According to the Frontline producer, the administration held onto the photographs until January 2009, at which time they were transferred to the National Archives and the George W. Bush Presidential Library and Museum. After an expected five-year embargo, all documents were made available under the Freedom of Information Act.

But, an administration’s rebuttals often come from a desire to portray the office of the presidency and vice-presidency in a positive way, especially when you take into consideration the power of an image, as Ari Fleischer, the former White House Press Secretary for George W. Bush, tells TIME. As a result, political concerns will dictate the type of pictures that are released by White House staffers. “There’s a political element to make the President look strong, decisive, in charge,” says Fleischer. “Unless it’s for humor, you’ll never see any White House release pictures that make the President look bad.”

Michael Davis, the Lead Picture Editor for the White House from 2001 to 2004, remembers arguing for more behind-the-scenes photographs to be disclosed on Sept. 11, but, he was convinced otherwise. “They were considering so many different things that I don’t know where the notion of informing the public [fell] on the hierarchy,” he says. “I remember having a meeting pretty late that night with the [President’s] Chief of Staff and the Communications Director, and the decision was not to release any images of the president that night because releasing photos of him on that day would have drawn attention away from what needed to be [focused on] and that was the victims and what was happening in New York and the Pentagon. I completely agreed with that.”

Even though no images would be released that day, the staff photographers continued their work. Now, years later, the images they were able to capture can add a new layer to public understanding of that dark moment in history. For example, one picture of CIA director George Tenet listening to the President’s address to the nation communicates a feeling that many officials might have tried to hide at the time: “The look on Tenet’s face really said it all,” explains Gordon Johndroe, who served as Deputy Press Secretary for the President from 2001 to 2003. “[It shows] what a long, stressful and unbelievable day it had been. And at that point, they are waiting for the President to finish his speech and walk back to the bunker because they had another meeting. Tenet knew he wasn’t going home any time soon.”

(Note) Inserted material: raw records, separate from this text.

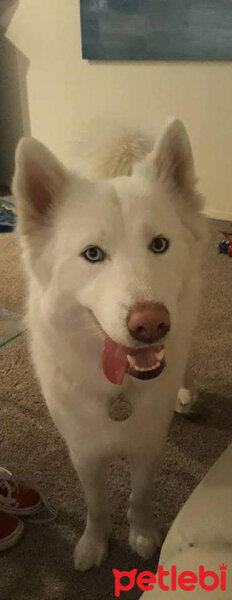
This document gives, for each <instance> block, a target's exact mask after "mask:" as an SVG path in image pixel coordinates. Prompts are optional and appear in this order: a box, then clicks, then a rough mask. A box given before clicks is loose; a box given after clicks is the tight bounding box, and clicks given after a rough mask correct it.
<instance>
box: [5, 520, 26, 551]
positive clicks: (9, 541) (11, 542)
mask: <svg viewBox="0 0 232 600" xmlns="http://www.w3.org/2000/svg"><path fill="white" fill-rule="evenodd" d="M23 530H24V524H23V522H22V521H19V519H16V517H13V516H12V515H8V514H7V513H5V512H3V511H2V510H0V551H1V550H7V548H11V546H14V545H15V544H17V543H18V542H19V540H20V539H21V537H22V535H23Z"/></svg>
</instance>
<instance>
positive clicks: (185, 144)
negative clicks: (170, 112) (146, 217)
mask: <svg viewBox="0 0 232 600" xmlns="http://www.w3.org/2000/svg"><path fill="white" fill-rule="evenodd" d="M152 162H153V164H154V165H155V170H156V176H157V178H158V179H159V178H162V179H163V180H166V181H167V182H168V181H169V182H171V183H173V184H174V185H175V187H176V188H177V189H178V190H179V191H180V192H181V193H189V192H190V193H191V192H193V190H194V187H195V183H196V177H195V170H194V162H193V154H192V148H191V144H190V140H189V137H188V134H187V131H186V129H185V127H184V125H183V123H182V122H181V121H180V120H179V119H175V118H173V119H170V120H169V121H168V123H167V125H166V127H165V129H164V130H163V132H162V134H161V136H160V138H159V139H158V141H157V143H156V145H155V148H154V150H153V152H152Z"/></svg>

The released photographs also offer the closest look at Vice President Cheney’s emotional state on Sept. 11. “The decisions being made down there involved life and death,” says Fleischer. “For instance, the decision that the President made on Air Force One – and that he and the Vice President discussed – authorizing the shoot down of civilian aircrafts, and the moments of doubt when a civilian aircraft went down in Pennsylvania; a photographer caught that. Think of how searing, how gripping, how vivid and emotional and unscripted all that was.” And that’s what Bohrer’s photographs convey, adds Jared Ragland, a White House Photo Editor and Digital Imaging Specialist who joined Bush’s administration in 2005. “These photographs capture the emotional timbre of that morning and then throughout the day. You see these emotional responses. You see these looks of sadness, bewilderment, exhaustion. You see that human element.”

Looking at Bohrer’s images, there’s little doubt that Sept. 11 had a profound impact on the people who spent most of that day in the White House’s bunker. “That was the day that changed him,” says Johndroe, in reference to Vice President Cheney. “I think you begin to see the transformation that day, the anguish on his face.”

For Ari Fleischer, these images highlight not just the power of history to shape individuals, but also the power of photography to shape history. “It shows [people] what that day was like as if they could be there today,” he says. “That’s what photos can accomplish, and particularly on those momentous days like Pearl Harbor, like D-Day, and like Sept. 11. Our nation wants to remember and photos help people to remember.”